Speaking to a packed house of members and guests from the Bartow County Rotary Club, Gingrich laid out an overview of his platform proposals over lunch at the Cartersville Country Club.
A former professor of history and author of numerous historical writings, Gingrich began his presentation by recalling a history lesson of America's past and the actions taken by the United States during World War II. He likened this to the debt and deficit crisis gripping America today.
"We were a serious people doing serious things," Gingrich said of U.S. accomplishments during WWII. "It recently took us 23 years to add a fifth runway at the Atlanta airport because we have become a childish people seeking to avoid risk by surrounding ourselves by government regulation and litigation, and we're now at a turning point in American history."
A quick outline of his recommendations for bettering the nation's economy centered around tax policies aimed at job creation, lessening government regulation and redefining an American energy plan.
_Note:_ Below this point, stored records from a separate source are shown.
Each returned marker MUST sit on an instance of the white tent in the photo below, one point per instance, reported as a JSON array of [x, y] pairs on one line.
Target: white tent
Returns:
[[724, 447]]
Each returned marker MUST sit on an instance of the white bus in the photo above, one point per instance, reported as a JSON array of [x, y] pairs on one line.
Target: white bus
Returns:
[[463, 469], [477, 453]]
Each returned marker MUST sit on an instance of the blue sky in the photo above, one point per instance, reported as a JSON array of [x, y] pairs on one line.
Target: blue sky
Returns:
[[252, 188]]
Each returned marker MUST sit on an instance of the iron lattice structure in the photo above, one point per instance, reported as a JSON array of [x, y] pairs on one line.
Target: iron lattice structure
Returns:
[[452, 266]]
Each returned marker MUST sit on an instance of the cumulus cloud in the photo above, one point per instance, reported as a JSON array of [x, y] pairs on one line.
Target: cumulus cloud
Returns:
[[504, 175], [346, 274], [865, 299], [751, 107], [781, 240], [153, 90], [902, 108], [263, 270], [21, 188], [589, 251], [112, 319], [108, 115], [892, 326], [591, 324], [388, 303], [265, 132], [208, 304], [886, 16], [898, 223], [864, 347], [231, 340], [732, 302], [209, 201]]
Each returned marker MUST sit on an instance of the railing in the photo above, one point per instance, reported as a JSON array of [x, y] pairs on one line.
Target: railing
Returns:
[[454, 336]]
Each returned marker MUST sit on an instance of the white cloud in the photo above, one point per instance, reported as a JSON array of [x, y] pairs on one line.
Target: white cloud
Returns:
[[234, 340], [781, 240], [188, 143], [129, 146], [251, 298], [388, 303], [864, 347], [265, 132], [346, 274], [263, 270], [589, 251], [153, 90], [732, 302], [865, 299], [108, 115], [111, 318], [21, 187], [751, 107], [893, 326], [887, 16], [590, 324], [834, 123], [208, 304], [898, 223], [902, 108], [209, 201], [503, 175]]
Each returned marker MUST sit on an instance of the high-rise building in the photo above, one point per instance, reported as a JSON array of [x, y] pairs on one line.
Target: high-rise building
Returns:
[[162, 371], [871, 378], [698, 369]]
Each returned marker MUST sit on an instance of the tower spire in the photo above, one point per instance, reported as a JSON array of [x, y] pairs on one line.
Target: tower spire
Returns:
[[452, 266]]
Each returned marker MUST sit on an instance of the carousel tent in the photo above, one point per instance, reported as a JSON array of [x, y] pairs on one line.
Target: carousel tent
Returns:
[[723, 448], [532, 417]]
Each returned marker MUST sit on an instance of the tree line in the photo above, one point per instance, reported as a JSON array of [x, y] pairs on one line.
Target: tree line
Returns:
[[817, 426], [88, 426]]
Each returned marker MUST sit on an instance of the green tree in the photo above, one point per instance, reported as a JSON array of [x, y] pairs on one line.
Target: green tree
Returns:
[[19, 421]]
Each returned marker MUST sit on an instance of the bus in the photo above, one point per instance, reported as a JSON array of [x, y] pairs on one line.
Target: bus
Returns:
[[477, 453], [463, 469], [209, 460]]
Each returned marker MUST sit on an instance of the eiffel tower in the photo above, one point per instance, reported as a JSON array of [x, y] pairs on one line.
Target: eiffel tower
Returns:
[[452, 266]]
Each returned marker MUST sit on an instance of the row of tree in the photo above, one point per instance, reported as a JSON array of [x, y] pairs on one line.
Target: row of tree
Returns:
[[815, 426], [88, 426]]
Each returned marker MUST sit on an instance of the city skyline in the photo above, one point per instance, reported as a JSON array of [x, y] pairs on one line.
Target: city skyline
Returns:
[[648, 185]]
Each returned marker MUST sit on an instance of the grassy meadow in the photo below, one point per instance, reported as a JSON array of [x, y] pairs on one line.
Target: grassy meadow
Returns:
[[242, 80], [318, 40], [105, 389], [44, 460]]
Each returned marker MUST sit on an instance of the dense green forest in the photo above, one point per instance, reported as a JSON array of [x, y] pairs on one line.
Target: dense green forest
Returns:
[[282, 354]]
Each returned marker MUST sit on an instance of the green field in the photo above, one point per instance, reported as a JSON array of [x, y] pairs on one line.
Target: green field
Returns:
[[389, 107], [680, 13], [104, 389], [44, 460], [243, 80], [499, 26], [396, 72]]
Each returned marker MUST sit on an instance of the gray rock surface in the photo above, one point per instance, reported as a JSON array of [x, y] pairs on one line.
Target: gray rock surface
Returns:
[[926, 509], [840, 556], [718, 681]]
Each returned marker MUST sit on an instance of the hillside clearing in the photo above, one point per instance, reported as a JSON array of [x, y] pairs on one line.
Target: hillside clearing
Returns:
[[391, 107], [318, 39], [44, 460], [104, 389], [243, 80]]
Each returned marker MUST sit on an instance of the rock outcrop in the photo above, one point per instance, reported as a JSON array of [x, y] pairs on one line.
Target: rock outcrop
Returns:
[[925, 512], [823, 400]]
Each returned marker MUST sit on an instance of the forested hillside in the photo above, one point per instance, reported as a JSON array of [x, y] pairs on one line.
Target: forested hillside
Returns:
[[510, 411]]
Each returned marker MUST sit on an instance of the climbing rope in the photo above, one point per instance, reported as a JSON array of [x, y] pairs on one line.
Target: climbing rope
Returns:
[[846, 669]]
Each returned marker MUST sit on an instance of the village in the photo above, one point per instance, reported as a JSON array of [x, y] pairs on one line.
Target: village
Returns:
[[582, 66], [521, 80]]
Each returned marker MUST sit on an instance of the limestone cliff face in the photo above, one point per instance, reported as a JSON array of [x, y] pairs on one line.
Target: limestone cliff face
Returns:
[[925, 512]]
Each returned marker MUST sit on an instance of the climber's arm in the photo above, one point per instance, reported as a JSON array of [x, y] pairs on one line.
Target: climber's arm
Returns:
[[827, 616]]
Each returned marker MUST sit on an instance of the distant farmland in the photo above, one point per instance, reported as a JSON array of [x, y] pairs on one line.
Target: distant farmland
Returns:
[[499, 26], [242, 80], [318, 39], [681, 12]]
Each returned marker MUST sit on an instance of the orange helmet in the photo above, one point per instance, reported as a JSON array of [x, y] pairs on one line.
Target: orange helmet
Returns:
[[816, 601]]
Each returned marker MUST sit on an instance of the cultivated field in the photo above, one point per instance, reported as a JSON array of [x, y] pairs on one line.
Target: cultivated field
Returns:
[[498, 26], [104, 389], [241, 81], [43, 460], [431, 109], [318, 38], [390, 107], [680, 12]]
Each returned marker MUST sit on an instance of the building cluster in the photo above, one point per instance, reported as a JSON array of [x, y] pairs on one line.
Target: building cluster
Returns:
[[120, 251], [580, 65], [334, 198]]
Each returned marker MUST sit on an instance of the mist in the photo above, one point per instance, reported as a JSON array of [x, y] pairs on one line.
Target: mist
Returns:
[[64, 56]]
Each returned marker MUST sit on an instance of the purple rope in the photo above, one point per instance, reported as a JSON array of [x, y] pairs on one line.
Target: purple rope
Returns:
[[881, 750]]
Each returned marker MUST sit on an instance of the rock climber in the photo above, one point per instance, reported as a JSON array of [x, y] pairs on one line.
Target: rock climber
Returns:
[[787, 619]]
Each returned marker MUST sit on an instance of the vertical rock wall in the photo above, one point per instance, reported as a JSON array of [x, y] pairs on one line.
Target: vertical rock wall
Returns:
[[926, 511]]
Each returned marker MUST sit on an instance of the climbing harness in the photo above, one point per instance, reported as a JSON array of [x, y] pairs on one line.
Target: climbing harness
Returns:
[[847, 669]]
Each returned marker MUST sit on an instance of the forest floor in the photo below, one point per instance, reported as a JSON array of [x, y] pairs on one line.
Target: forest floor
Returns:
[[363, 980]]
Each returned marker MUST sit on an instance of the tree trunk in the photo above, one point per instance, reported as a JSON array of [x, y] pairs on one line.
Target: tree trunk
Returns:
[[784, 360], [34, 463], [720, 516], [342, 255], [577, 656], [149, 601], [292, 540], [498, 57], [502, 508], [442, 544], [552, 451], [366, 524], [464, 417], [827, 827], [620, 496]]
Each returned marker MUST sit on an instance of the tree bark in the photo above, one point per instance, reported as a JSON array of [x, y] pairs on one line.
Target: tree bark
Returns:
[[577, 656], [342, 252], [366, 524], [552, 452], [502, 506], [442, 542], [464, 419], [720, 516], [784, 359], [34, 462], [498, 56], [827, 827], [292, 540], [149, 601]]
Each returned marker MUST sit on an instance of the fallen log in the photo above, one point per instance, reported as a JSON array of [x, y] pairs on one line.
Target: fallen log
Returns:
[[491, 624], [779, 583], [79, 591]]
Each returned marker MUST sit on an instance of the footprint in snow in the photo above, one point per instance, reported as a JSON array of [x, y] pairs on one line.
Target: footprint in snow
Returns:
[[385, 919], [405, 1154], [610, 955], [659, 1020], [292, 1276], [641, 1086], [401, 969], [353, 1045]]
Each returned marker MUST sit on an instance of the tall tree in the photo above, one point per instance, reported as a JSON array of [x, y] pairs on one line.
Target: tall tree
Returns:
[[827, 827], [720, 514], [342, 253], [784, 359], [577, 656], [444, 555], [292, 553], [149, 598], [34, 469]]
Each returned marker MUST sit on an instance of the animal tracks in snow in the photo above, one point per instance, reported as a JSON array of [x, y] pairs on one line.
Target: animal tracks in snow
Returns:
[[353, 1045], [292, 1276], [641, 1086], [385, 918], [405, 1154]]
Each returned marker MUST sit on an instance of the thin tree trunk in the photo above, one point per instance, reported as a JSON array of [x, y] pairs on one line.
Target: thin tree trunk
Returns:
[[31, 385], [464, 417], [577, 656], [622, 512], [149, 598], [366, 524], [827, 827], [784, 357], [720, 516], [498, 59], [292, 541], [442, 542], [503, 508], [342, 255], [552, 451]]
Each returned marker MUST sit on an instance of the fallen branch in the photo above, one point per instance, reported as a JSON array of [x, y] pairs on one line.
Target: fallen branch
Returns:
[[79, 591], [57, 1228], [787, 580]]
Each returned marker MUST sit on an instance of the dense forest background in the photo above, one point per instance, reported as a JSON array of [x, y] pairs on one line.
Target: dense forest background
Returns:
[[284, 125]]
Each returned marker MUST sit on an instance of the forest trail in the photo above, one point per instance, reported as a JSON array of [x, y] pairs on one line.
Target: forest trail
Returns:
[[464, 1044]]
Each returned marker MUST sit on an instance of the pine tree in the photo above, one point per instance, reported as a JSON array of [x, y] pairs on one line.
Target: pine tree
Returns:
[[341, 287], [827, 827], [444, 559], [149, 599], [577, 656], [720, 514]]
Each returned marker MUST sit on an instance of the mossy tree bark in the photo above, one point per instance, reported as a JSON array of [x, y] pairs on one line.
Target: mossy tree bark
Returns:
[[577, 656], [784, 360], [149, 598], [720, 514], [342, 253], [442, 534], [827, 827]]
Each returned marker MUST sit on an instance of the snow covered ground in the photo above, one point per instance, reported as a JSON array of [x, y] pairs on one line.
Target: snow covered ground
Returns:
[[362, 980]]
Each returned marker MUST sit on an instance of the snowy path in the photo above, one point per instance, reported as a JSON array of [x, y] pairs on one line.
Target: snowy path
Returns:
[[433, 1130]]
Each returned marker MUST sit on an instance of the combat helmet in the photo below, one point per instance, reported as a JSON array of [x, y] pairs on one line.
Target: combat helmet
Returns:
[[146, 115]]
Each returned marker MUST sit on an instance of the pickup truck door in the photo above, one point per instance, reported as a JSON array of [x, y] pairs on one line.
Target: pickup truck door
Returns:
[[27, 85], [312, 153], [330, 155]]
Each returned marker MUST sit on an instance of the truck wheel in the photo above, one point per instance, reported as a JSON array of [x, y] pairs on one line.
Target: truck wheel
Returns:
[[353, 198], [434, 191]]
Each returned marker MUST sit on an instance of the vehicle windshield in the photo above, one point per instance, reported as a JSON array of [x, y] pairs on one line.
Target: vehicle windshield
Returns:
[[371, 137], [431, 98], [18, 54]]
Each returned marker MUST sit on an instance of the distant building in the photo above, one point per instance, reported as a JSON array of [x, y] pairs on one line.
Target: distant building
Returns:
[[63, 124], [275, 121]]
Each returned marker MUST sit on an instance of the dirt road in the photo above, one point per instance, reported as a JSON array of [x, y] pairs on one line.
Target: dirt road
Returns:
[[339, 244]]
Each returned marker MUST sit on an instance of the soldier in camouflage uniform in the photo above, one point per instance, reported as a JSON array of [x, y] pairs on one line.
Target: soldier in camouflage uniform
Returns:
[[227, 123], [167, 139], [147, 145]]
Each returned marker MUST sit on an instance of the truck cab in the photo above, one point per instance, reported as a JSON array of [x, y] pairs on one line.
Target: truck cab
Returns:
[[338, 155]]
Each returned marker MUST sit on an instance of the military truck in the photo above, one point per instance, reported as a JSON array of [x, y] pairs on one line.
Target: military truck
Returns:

Gingrich listed off taxes to be slashed or eliminated, including corporate taxes, capital gains tax and the death tax along with allowing for 100 percent expensing on new investment on equipment. Concern over regulation carried over to his call for replacement of both the Environmental Protection Agency and the Federal Drug Administration as well as repealing specific legislation, including the Dodd-Frank Act and the Sarbanes-Oxley Act.
"None of our current problems are acts of God, they're acts of politicians, so you can change them with remarkable speed when you get people who want to change them," Gingrich said of lessening taxes and ending over-regulation. "You would overnight start liberating the country. It's not a 20-year project, it's a 24-hour project."
As for energy, Gingrich spoke of lessening the dependence on foreign oil by drilling off-shore and opening federal land for exploration, adding an exception for national parks and wildlife refuges.
During a concluding question-and-answer session, Gingrich received an impromptu round of applause after giving a less-than glowing review of President Barack Obama.
"[Obama] does half of what he does out of sheer incompetence, the other half is out of radicalism, so you have the worst of all worlds. When he's competent, he's radical, and when he's not radical, he's incompetent," Gingrich said.
Bartow County Commissioner Clarence Brown said he was "very impressed" by the speech and glad to see a presidential nominee candidate visiting Bartow, which he could not recall happening in the past.
Bartow County Rotary Club President Butch Emerson expressed his gratitude toward the former Speaker of the House and his message concerning the nation's future.
"It's very meaningful because of the fact, it's not very often we have the former Speaker of the United States House come and talk to us. I mean, he was third in line to be president," Emerson said. "I like the way he addressed the problems with our country; he was honest, he was forthright. Some of the stuff he said was the Republicans' fault, some of it was the Democrats'. I think it was a very honest approach and I greatly appreciate it. It was good for our club, it was good for Bartow County and I appreciate it very much."
Following the lunch presentation, attended by state and local dignitaries along with members of the business community and additional area Rotary members, Gingrich followed his passion for history to the Booth Western Art Museum. During his tour, Gingrich paused to meet and take pictures with those at the museum, including a group of WWII veterans and members of the Kingston Woman's History Club.
Bringing the presidential hopeful to Cartersville was Cartersville native Jacob Hawkins, a 2008 Cartersville High School graduate and volunteer coordinator for the Gingrich 2012 presidential campaign.
"Jacob has been a tremendous hard worker for us and he suggested the Cartersville Rotary would be a great place to come and talk about some big ideas and lay out some things," Gingrich said.
On the Booth Western Art Museum, he said, "Having written four novels on the Civil War, I was intrigued to come here and see the collection. This is a great museum."